Discordar das escolhas estratégicas de Lula não autoriza a silenciar quando as elites o perseguem – nem a esquecer a hipocrisia brutal deste ataque seletivo
Por Guilherme Boulos publicado por Outras Palavras
No apagar das luzes de seu mandato, o ex-presidente promoveu um jantar no Palácio do Planalto para a nata do PIB nacional – Odebrecht, Gerdau, Lázaro Brandão, entre outros – com direito a vinho francês e refinado menu. Mas o prato principal era obter dinheiro para o financiamento de seu instituto após sair da presidência. Conseguiu naquela noite a bagatela de R$7 milhões.
O filho do ex-presidente teve as contas de um hotel de luxo em Ipanema, onde morou por certo período, pagas por um grupo empresarial do setor têxtil. Andava pra lá e pra cá de BMW e tinha um jatinho permanentemente à sua disposição. Isso tudo com o pai ainda na presidência da República.
O ex-presidente e seu partido foram acusados por certo senhor que foi seu Ministro de Estado e figura ativa na campanha eleitoral de terem apropriado nada menos que R$130 milhões de sobras de campanha em sua primeira eleição, sendo R$100 milhões de caixa dois. Disse ainda que o recurso foi provavelmente enviado ao exterior.
O nome deste ex-presidente é Fernando Henrique Cardoso. O filho pródigo é Paulo Henrique Cardoso. E o acusador dos desvios na campanha de 1994 é José Eduardo de Andrade Vieira, banqueiro que foi Ministro da Agricultura de FHC.
Nenhum desses fatos é novidade. Mas não renderam dez minutos no Jornal Nacional por dias a fio nem repetidas manchetes da Folha. Não fizeram também com que FHC e seu filho fossem intimados a depor pelo Ministério Público.
Se fosse o Lula…
Aliás, o mesmo Ministério Público de São Paulo que intimou Lula e sua esposa não denunciou nenhum agente político no escândalo do “trensalão” tucano e arquivou o caso das irregularidades no monotrilho, que apareciam numa planilha apreendida com Alberto Youssef.
Seguindo a toada, o Ministério Público de Minas Gerais também pediu o arquivamento do caso do aeroporto de Claudio. O então governador Aécio Neves (PSDB) desapropriou a fazenda de seu tio para construir um aeroporto, cuja chave (do aeroporto “público”) ficava em poder de sua família. O MP mineiro não viu motivo algum para intimar Aécio ou oferecer denúncia.

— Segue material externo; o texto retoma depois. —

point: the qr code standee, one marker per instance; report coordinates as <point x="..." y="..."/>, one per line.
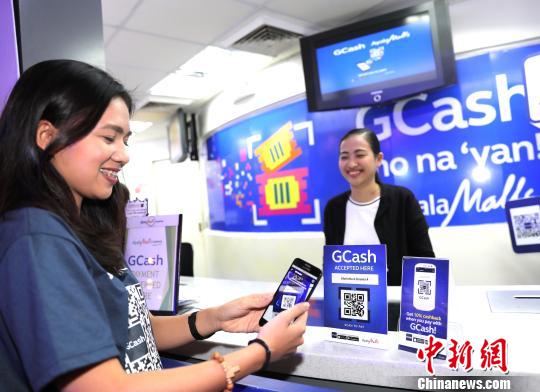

FHC é tratado pela mídia como grande estadista e nunca foi incomodado pelo MP ou pela Polícia Federal. Em seu governo, aliás, ambos eram controlados na rédea curta. Suas transações com o pecuarista e empresário Jovelino Mineiro, seja na controversa fazenda de Buritis (MG), seja na hospedagem frequente em apartamento na capital francesa nunca geraram grande alarde. Atibaia desperta mais interesse que Paris.
Aécio, por seu lado, desfila em Brasília como defensor da moralidade. Tal como FHC é aplaudido em restaurantes e não tem porque se preocupar com investigações. Seu nome apareceu em mais de uma delação da Lava Jato, mas não cola.
Em relação a Lula, a disposição é outra. Uma canoa vira iate. E o depoimento de um zelador é tratado como condenação transitada em julgado.
É verdade que Lula e o PT pagam o preço de suas escolhas. Não enfrentaram em seu governo a estrutura arcaica do sistema político brasileiro, onde interesses públicos e privados sempre conviveram promiscuamente. Mantiveram intocado o monopólio midiático empresarial, que hoje os dilacera. E optaram por uma aliança com a elite econômica, pensando talvez que seriam tratados como os “de casa”. Chocaram o ovo da serpente.
Mas criticar suas escolhas estratégicas – como é o caso aqui – não significa legitimar um linchamento covarde e com indisfarçado interesse político. Se há acusações em relação a favorecimentos da OAS ou da Odebrecht, que Lula seja investigado. Como Fernando Henrique nunca foi e os grão-tucanos não costumam ser.
Contudo, investigação – e jornalismo investigativo – não podem carregar o selo das cartas marcadas e da seletividade. Definir que Lula é o alvo e, depois, fazer uma devassa pelo país em busca de um argumento factível é transformar investigação em achincalhamento e argumento em pretexto.
Como gosta de dizer um famoso morador de Higienópolis: “assim não pode, assim não dá”.